The source code for this example can be found here https://github.com/harrisonwl/rwcrypto under src/salsa20
. The original version of the ReWire design here was presented at FPT 2015 (linked to below). ReWire's syntax has evolved since then, but the case study here follows that paper.
Generally speaking, when you're going to prove the correctness of a hardware design (or anything else fo that matter really), you need to have:
- a rigorous standard that constitutes a definition of what to be correct means;
- a precise definition of what the implementation and/or design does; and
- some mathematical relationship between (1.) and (2.) that you will demonstrate or prove.

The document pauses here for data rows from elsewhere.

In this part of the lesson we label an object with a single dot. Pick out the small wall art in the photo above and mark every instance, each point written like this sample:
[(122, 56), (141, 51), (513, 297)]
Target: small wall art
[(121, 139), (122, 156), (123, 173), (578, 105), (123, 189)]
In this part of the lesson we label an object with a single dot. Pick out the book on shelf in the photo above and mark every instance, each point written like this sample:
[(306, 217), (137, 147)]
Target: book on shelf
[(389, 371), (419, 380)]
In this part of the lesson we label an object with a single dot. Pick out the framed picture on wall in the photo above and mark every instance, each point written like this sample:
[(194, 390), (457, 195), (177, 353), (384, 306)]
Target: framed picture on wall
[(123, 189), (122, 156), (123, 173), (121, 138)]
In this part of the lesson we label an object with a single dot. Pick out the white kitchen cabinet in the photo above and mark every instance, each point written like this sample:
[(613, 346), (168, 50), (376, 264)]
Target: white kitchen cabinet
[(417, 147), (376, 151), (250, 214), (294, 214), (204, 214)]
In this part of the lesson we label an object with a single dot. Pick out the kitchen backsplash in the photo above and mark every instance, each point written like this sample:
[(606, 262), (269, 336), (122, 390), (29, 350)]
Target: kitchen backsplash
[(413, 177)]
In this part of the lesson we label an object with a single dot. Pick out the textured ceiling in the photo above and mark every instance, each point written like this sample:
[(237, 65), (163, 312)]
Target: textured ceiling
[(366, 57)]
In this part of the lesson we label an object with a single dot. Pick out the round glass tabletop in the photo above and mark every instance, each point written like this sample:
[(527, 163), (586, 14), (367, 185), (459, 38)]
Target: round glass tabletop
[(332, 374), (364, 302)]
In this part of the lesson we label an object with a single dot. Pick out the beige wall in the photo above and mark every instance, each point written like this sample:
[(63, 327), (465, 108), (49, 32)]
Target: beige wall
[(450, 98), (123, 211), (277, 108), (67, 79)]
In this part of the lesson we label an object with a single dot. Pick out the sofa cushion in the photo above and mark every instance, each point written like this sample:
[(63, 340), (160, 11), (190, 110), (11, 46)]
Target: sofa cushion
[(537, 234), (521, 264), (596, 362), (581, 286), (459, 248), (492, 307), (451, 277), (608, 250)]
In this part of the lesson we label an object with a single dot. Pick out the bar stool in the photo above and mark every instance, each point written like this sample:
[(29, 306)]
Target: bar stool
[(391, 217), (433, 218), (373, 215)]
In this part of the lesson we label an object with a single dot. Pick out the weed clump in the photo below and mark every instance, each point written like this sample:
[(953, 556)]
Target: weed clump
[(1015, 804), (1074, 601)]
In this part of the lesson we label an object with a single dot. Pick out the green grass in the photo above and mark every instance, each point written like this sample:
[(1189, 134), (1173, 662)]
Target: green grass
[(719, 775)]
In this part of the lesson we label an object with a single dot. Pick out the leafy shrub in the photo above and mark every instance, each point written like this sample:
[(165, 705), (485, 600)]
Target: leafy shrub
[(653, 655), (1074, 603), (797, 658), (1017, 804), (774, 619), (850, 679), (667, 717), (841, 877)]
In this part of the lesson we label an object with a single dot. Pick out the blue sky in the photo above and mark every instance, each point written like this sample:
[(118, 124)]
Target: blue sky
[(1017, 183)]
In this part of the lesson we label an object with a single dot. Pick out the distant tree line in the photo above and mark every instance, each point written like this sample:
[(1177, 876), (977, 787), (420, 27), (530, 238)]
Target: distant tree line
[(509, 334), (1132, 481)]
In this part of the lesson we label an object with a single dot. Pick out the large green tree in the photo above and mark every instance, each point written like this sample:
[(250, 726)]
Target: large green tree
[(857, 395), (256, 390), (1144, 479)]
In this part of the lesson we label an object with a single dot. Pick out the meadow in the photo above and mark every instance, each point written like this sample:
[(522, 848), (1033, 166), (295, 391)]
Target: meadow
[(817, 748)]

The standard in (1.) we will call the reference semantics and, for the Salsa20 case study, the reference semantics is discussed in the first subsection. The reference semantics is effectively a Haskell/ReWire rendering of the pseudocode functions given in the text of Bernstein's specification. Our reference semantics is also executable -- e.g., you can load it into GHCi, type-check it, and run test cases.
The second subsection describes (2.); that is, the actual ReWire code that can be both compiled to Verilog and reasoned about with formal tools. The first implementation we present is designed for simplicity rather than performance. The third subsection describes (3.) at a very high, somewhat informal level. The purpose of this entire tutorial is to focus on ReWire programming.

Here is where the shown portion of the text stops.